Any kind words for Pinochet?

At the end his defenses collapsed at every level. It had been popular among his supporters to say that he was untouched by greed. But a federal investigation into "money laundering and foreign corruption" disclosed that he had manipulated the banking system in order to cultivate a private fortune in the Riggs Bank in Washington. The myth of an elder statesman who lived austerely on the income of a retired general came crashing to earth, and with it the entire defense structure of Augusto Pinochet. The talk now in Chile has to do with whether his former subordinates can be successfully brought down. As for the general, there is nothing left to say. Is it always so? I wondered.

In 1968, in the company of a British historian, I tried to inquire into the personal lives of the three "colonels" who had brought down the Greek government. Their rule was not protracted, and Greece quickly returned to its madcap democratic ways. But as in Chile, the Greek experiment with clean revolutions foundered, and the colonels lived out most of their lives in jail.

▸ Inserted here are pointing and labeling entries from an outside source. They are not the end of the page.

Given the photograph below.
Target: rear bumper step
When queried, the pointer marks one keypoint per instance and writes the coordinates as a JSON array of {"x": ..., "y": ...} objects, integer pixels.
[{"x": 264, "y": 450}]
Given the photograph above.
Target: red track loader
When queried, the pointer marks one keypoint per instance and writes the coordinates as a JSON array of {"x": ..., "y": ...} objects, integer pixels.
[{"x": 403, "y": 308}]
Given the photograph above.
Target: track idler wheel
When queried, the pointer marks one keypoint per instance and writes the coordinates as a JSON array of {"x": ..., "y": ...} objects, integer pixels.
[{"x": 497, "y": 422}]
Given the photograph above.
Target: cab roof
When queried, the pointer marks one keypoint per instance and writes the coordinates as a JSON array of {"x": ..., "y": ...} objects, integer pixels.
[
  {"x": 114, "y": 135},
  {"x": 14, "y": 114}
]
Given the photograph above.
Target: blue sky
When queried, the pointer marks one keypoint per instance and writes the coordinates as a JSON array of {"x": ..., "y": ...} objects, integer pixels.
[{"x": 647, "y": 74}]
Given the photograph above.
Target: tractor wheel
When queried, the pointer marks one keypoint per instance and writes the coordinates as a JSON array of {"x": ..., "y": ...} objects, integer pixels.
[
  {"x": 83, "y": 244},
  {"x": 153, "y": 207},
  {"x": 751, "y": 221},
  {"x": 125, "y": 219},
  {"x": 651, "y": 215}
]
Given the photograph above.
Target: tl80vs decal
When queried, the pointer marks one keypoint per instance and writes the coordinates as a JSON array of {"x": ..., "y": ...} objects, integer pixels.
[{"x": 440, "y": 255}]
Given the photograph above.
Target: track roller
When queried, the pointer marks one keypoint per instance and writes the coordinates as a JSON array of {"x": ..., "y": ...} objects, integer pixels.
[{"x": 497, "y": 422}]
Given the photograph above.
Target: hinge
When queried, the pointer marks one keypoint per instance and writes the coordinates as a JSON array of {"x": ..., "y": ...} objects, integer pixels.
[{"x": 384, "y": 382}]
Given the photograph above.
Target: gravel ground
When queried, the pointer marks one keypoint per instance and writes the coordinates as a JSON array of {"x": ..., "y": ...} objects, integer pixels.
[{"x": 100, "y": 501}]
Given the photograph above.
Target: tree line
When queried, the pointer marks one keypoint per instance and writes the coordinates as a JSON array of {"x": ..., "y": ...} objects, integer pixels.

There was the great postwar exception, and it happened in Portugal, where Antonio Salazar exercised power without ever using it for personal debauchery. When his successor, Marcello Caetano, was overthrown in 1974, Portugal had a brief revolutionary moment, but in the end stability made its way. All that Portugal lost was its empire, but it had been losing that for 400 years.

The general rule is implacable: Power begets the abuse of it.